There have been things that could be of said to you, done to you, but there's nothing you can do about that. You can only can control you. And that's the hard thing about it and a lot of abuse. It's all about control. What are you thinking about? What are you doing? It has to be about what the person controlling the situation wants it to be, but that is not for you getting through these scars of toxic relationships.

And that's, I've covered it in the past podcast as well. That does take some time and it does require some healing. So, I am going to talk about this next one and that I, I like it a lot. There is no such thing as perfection when you start dating again because you likely will. And there's often a little bit of fear with that because especially if you've been in a longer relationship, well, you haven't dated in a long time.

It's been 5, 10, 15, 20. 30 years since you'd last dated. What does that mean? What do you say? Well, prepare yourself and preparing yourself can be really looking at what do you want, what did you learn? You know, you don't have to take grief with you in the front seat, but you can take the lessons with you.

And you do not, and I read this long time ago and I couldn't even find it for this show, but you know, for every year you've been together, you need to be alone for six months. That goes back into how much time, you know, if you are dealing with things. You don't need a specific time, and anyone that tells you, oh, you need to wait.

They don't know you. They're not you. Well, I did it Well, you do you right, you do you. But sometimes your path of healing is even with and through having a good positive relationship. Just because you've been mistreated in the past does not mean you'll be mistreated in the future, but, If you are throwing away or tossing aside or moving aside good people that you know that under any other circumstance you'd be interested in, you don't have to rush.

You don't have to rush to an altar with that person. You don't have to rush to an another long-term commitment, and just because you went on one date does not mean that they are entitled to the rest of your life. Learn these people question these people. Know what this person has for their hopes, their dreams, their aspirations, and if they are completely far away from what you want, at least you learned it and you learned something out that opportunity.

But there is no perfection, not in yourself, and not in dating, and know all people, whatever gender are not all bad. We are all dealing with our own little story. Just to recognize that you can definitely get back to a place where you can pick yourself up and get onto the next thing in life. Trust in your resilience.

Trust in the possibility of having more and understanding that in this new single life, you have the opportunity in a new way and a new, exciting way. To design it however you want.
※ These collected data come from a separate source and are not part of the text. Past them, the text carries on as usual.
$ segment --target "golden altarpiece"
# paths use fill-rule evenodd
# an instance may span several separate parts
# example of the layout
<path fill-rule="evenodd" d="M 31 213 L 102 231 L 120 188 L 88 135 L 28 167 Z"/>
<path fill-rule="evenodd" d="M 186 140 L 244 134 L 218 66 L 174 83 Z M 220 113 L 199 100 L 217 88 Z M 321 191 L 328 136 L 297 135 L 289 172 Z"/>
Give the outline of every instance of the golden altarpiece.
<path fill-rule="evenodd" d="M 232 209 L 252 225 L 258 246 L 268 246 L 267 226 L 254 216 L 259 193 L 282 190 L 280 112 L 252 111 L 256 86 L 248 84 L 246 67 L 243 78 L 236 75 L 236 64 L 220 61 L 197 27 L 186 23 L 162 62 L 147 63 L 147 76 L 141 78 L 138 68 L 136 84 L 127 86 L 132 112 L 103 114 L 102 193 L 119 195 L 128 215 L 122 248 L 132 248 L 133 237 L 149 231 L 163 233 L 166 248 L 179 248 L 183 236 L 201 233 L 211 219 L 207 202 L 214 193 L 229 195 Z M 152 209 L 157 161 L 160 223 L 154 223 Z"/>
And with that new design, you create an atmosphere of honoring yourself, respecting yourself, and loving yourself to the point that you will only accept people, partners, into your life that also honor, respect, and love you in that same manner.

And when you get to that point, you recognize the pain from your past and everyone's situation is different, but you realize that some of that was necessary to get to where you are now because this quality of life comes from circumstances and that you cannot take away. So, I appreciate you listening today.

And you know what, we all have only so many minutes while we're doing everything and I appreciate the minutes you've given me today. I will also link, uh, where I got some of these ideas for my one through six today, and I'm also really advocating you to just trust in the process of your own self. Like ultimately, we know ourselves better than anyone, and if you don't know yourself, this is a great opportunity to figure that out.